Escorted Tours & Guided

Cheapest time to Visit Spain

By Rick Steves

Some people have flexible enough jobs and lifestyles to cherry-pick when to take their vacations, but many others have less choice. Fortunately, Europe welcomes visitors 365 days a year — and each season offers a different ambience and experience.

In travel-industry jargon, the year is divided into three seasons: peak season (roughly mid-June through August), shoulder season (April through mid-June and September through October), and off-season (November through March). Each has its pros and cons. Regardless of when you go, if your objective is to “meet the people, ” you’ll find Europe filled with them any time of year.

Peak Season

Summer is a great time to travel — except for the crowds and high temperatures. Sunny weather, long days, and exuberant nightlife turn Europe into a powerful magnet. I haven’t missed a peak season in 30 years. Families with school-age children are usually locked into peak-season travel. Here are a few tips to help you keep your cool:

Arrange your trip with crowd control in mind. Go to the busy places as early or late in peak season as you can. Consider, for instance, a six-week European trip beginning June 1, half with a rail pass to see famous sights in Italy and Austria, and half visiting relatives in Scotland. It would be wise to do the rail pass section first, enjoying fewer crowds, and then spend time with the family during the last half of your vacation, when Florence and Salzburg are teeming with tourists. Salzburg on June 10 and Salzburg on July 10 are two very different experiences.

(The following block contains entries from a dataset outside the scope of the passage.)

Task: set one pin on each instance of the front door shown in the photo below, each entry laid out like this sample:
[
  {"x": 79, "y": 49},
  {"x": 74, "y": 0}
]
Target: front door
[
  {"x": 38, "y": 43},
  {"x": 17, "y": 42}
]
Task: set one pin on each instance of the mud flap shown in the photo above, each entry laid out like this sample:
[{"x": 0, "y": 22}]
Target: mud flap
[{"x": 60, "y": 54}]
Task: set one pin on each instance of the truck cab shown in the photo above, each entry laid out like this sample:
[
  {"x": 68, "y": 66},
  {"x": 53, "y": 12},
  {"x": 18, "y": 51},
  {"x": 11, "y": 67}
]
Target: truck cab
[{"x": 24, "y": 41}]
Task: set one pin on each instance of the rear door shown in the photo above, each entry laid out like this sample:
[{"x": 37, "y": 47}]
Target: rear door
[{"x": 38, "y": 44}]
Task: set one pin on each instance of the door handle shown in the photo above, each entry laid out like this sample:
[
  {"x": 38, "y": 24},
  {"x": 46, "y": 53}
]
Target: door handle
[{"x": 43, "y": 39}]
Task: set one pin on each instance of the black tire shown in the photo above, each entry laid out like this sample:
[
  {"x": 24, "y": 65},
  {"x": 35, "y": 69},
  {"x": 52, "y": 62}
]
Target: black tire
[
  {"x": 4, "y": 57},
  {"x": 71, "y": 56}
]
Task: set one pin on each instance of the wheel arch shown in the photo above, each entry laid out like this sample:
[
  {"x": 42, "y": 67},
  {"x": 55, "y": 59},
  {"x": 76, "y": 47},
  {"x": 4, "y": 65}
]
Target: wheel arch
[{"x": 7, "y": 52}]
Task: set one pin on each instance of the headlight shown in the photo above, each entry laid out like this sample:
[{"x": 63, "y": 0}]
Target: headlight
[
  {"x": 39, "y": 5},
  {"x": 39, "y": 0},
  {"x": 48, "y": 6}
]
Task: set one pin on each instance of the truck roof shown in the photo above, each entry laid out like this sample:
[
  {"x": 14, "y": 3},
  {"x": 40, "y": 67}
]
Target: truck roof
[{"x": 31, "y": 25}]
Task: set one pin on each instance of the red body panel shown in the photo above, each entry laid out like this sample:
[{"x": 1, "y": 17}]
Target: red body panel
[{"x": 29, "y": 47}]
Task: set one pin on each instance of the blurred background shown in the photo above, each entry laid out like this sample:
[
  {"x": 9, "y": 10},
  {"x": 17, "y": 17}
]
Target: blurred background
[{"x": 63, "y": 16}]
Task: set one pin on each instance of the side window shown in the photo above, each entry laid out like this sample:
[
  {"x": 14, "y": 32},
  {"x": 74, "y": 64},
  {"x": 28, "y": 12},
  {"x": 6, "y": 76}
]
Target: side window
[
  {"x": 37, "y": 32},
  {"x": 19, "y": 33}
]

Seek out places with no promotional budgets. Keep in mind that accessibility and promotional budgets determine a place’s fame and popularity just as much as its worthiness as a tourist attraction. The beaches of Greece’s Peloponnesian Peninsula enjoy the same weather and water as the highly promoted isles of Santorini and Ios but are out of the way, underpromoted, and wonderfully deserted. If you’re traveling by car, take advantage of your mobility by leaving the well-worn tourist routes. The Europe away from the train tracks is less expensive and feels more peaceful and relaxed. Overlooked by the rail pass mobs, it’s one step behind the modern parade.

Spend the night. Popular day-trip destinations near big cities and resorts such as Toledo (near Madrid), San Marino (near huge Italian beach resorts), and San Gimignano (near Florence) take on a more peaceful and enjoyable atmosphere at night, when the legions of day-trippers retreat to the predictable plumbing of their big-city or beach-resort hotels. Small towns normally lack hotels big enough for tour groups and are often inaccessible to large buses. So they will experience, at worst, midday crowds.

Prepare for intense heat. Europeans swear that it gets hotter every year. Even restaurants in cooler climates (like Munich or Amsterdam) now tend to have ample al fresco seating to take advantage of the ever longer outdoor-dining season. Throughout Europe in July and August, expect high temperatures — even sweltering heat — particularly in the south.

Don’t discount July and August. Although Europe’s tourist crowds can generally be plotted on a bell-shaped curve that peaks in July and August, there are exceptions. For instance, Paris is relatively empty in July and August but packed full in June (conventions) and September (trade shows). Business-class hotels in Scandinavia are cheapest in the summer, when travel — up there, mostly business travel — is down.

In much of Europe (especially Italy and France), cities are partially shut down in July and August, when local urbanites take their beach breaks. You’ll hear that these are terrible times to travel, but it’s really no big deal. You can’t get a dentist, and many launderettes may be closed, but tourists are basically unaffected by Europe’s mass holidays. Just don’t get caught on the wrong road on the first or fifteenth of the month (when vacations often start or finish, causing huge traffic jams), or try to compete with all of Europe for a piece of French Riviera beach in August.

Some places are best experienced in peak season. Travel in the peak season in Scandinavia, Britain, and Ireland, which rarely have the horrible crowds of other destinations, where sights are too sleepy or even closed in shoulder season, and where you want the best weather and longest days possible. Scandinavia has an extremely brief tourist season — basically from mid-June to late August; I’d avoid it outside this window.

Shoulder Season

“Shoulder season” — generally April through mid-June, September, and October — combines the advantages of both peak-season and off-season travel. In shoulder season, you’ll enjoy decent weather, long-enough daylight, fewer crowds, and a local tourist industry still ready to please and entertain.